The judges were told that Detective Constable Alan Rutter, an officer with Humberside Police who advised Portuguese police on English supporters at Euro 2004, had described Mann's trial as a farce.
There was no proper interpreter and Mann did not understand most of the proceedings.
But David Perry QC, representing the Portuguese authorities, defended the trial process.
He said: "British police officers may have found it odd, but to the Portuguese they were perfectly fair proceedings." The court heard the Portuguese authorities originally agreed to deport Mann instead of making him serve his sentence in Portugal.
But 18 months ago they used the fast-track European extradition warrant system to summon him back.
Senior District Judge Timothy Workman, sitting at City of Westminster magistrates court, gave the go-ahead for his removal in June last year.
Judge Workman stated that he did not accept Mann's contention that he thought his expulsion from Portugal was effectively a substitute for his prison sentence.
Today the High Court was told that Foreign Office emails had come to light which supported Mann's claims.
But Lord Justice Laws said the time limit for an appeal at which the email evidence could have been relevant had been missed.

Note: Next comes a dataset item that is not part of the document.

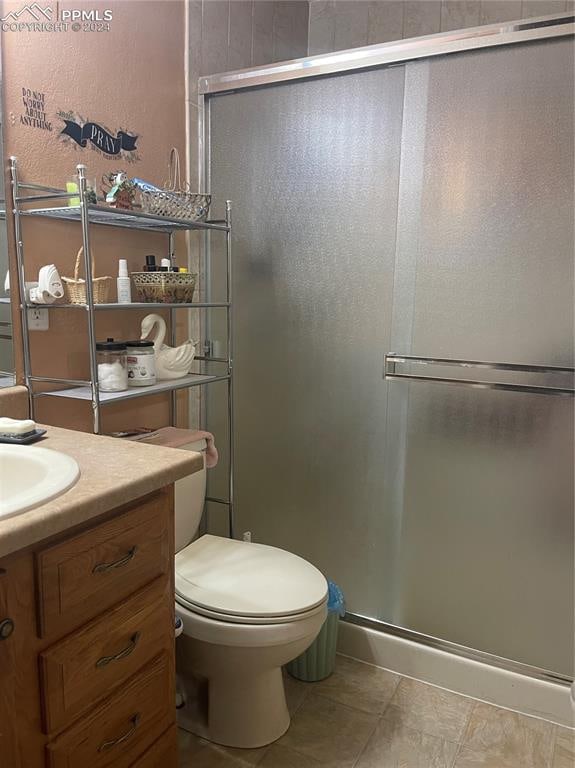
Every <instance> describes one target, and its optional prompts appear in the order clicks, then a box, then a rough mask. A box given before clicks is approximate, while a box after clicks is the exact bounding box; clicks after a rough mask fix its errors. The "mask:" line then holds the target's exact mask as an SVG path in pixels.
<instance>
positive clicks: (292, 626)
mask: <svg viewBox="0 0 575 768" xmlns="http://www.w3.org/2000/svg"><path fill="white" fill-rule="evenodd" d="M183 447H185V448H186V449H189V450H196V451H200V450H204V448H205V443H204V441H200V442H199V443H191V444H187V445H186V446H183ZM205 490H206V470H205V468H204V470H203V471H202V472H197V473H196V474H194V475H190V476H189V477H187V478H185V479H184V480H182V481H178V483H176V553H177V554H176V614H177V615H178V616H180V618H181V619H182V622H183V625H184V629H183V634H182V636H181V637H180V638H178V641H177V666H178V677H179V679H180V681H183V683H184V687H185V690H186V710H187V711H186V712H185V714H183V716H184V717H185V718H186V719H185V726H186V727H188V728H189V729H190V730H192V731H194V732H195V733H197V734H198V735H200V736H203V737H205V738H207V739H209V740H210V741H214V742H216V743H218V744H223V745H226V746H231V747H246V748H249V747H260V746H263V745H265V744H269V743H271V742H272V741H275V740H276V739H278V738H279V737H280V736H281V735H282V734H283V733H285V731H286V730H287V729H288V727H289V723H290V718H289V713H288V710H287V706H286V700H285V694H284V685H283V678H282V665H283V664H286V663H287V662H288V661H291V660H292V659H294V658H295V657H296V656H298V655H299V654H300V653H302V652H303V651H304V650H305V649H306V648H307V647H308V646H309V645H310V644H311V643H312V642H313V640H314V639H315V637H316V636H317V634H318V632H319V630H320V629H321V626H322V624H323V622H324V620H325V618H326V615H327V582H326V579H325V577H324V576H323V575H322V574H321V573H320V571H318V570H317V568H315V567H314V566H313V565H311V564H310V563H308V562H307V561H305V560H303V559H302V558H300V557H297V556H296V555H293V554H291V553H290V552H286V551H284V550H282V549H277V548H276V547H269V546H265V545H261V544H252V543H248V542H243V541H236V540H232V539H226V538H221V537H219V536H211V535H205V536H202V537H200V538H199V539H197V540H195V541H194V537H195V536H196V535H197V532H198V527H199V524H200V519H201V515H202V508H203V503H204V497H205ZM190 691H193V692H194V693H193V698H194V701H193V702H192V701H190V699H191V698H192V696H191V695H190Z"/></svg>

He also rejected the argument that no extradition could take place until the European Court had heard Mann's case.
The judge said: "This has been described as a troublesome case, and so it is." But the courts were bound by the provisions of the Extradition Act 2003 which laid down strict time deadlines and rules that limited legal challenges.

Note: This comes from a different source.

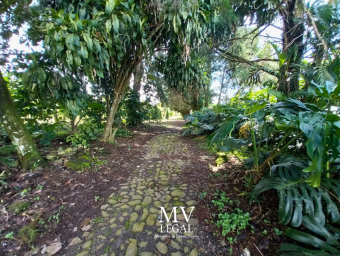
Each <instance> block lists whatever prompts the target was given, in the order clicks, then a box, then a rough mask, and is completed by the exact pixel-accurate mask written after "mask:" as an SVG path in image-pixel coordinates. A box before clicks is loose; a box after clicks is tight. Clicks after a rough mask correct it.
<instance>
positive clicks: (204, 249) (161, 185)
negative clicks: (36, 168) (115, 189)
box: [65, 133, 212, 256]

Lord Justice Moses, the last judge to deal with the Mann case, had also ruled the High Court could not intervene.
He remarked in January on the court's inability "to rectify what appears to be a serious injustice to Mr Mann".
At another hearing, in March, he called for "mediation or grown-up people getting their heads together".
He said: "I cannot believe anybody wants this man to go and do two years in Albufeira jail.
"It is just an embarrassment for everybody, this whole case, and it ought to disappear."
In August 2005, Judge Stephen Day refused to grant a police request for a worldwide football banning order to prevent Mann travelling abroad to attend future matches.
Judge Day ruled that Mann's trial could not be relied on as it was "so unfair as to be incompatible with the respondents' right to a fair trial".